Mumbai: Marriages are made in heaven- this is what most of us say and believe in. But what about those business transactions that are made under the garb of so called marital union? This is exactly what Aamir Khan discusses on this mega public forum called ‘Satyamev Jayate’ this Sunday.
After having spoken about female foeticide and child sex abuse in the first and second episode respectively, Aamir Khan raises the very famously practiced tradition of dowry and the scar that it leaves on innocent women.
Not that the Indian society wasn’t aware of this awful practice but the way it was dealt with on the show is worth applause. On one hand there was an outburst of real life cases where women were used as a medium to extract more wealth from her parents while on the other a solution every girl and her family can adopt to keep away from humiliation.
One such community that has shunned the practice of dowry is the Tanzeem Khuddam-E-Millat that believes in “No band, no baaja, no baraat” and stands by the thought that marriages should be simple. Even Bhiwandi in Maharashtra follows the same practice. The founder of the initiative titled Tanzeem Khuddam-E-Millat applauded Aamir for his noble efforts and being a descendant of Maulana Abul Kalam Azad, a true patriot and an Indian.

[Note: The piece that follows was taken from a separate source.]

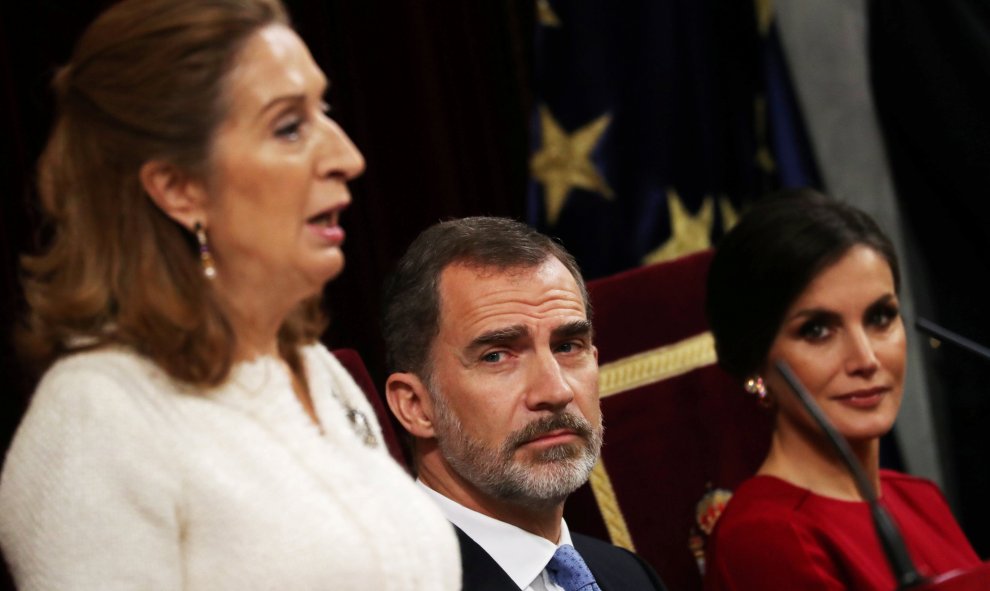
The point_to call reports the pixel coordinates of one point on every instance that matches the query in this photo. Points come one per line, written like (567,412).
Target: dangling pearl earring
(755,385)
(205,258)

However, the shows highlight was a middle class girl from Mumbai who fought all odds to have a non-dowry marriage organized for herself.
Rani Tripathi from Mumbai, dared her prospective husband and in-laws by video-taping their dowry demands and showing it to the public with the help of media. Her family stood by her through thick and thin and decided to get her married to someone who wouldn’t ever ask for dowry.
Rani’s wedding was dreamlike as she found her life partner, Pawan Tripathi who fell in love with her courage and proposed to her for marriage after sending in an application on seeing her on television.
By bringing Rani on ‘Satyamev Jayate’, Aamir has indeed helped a number of women and families to gather courage and take a leaf from her book.
And at the end, Aamir asks if marriages have become business transactions in India where more than a union of two souls, barter takes place which leaves the women wounded.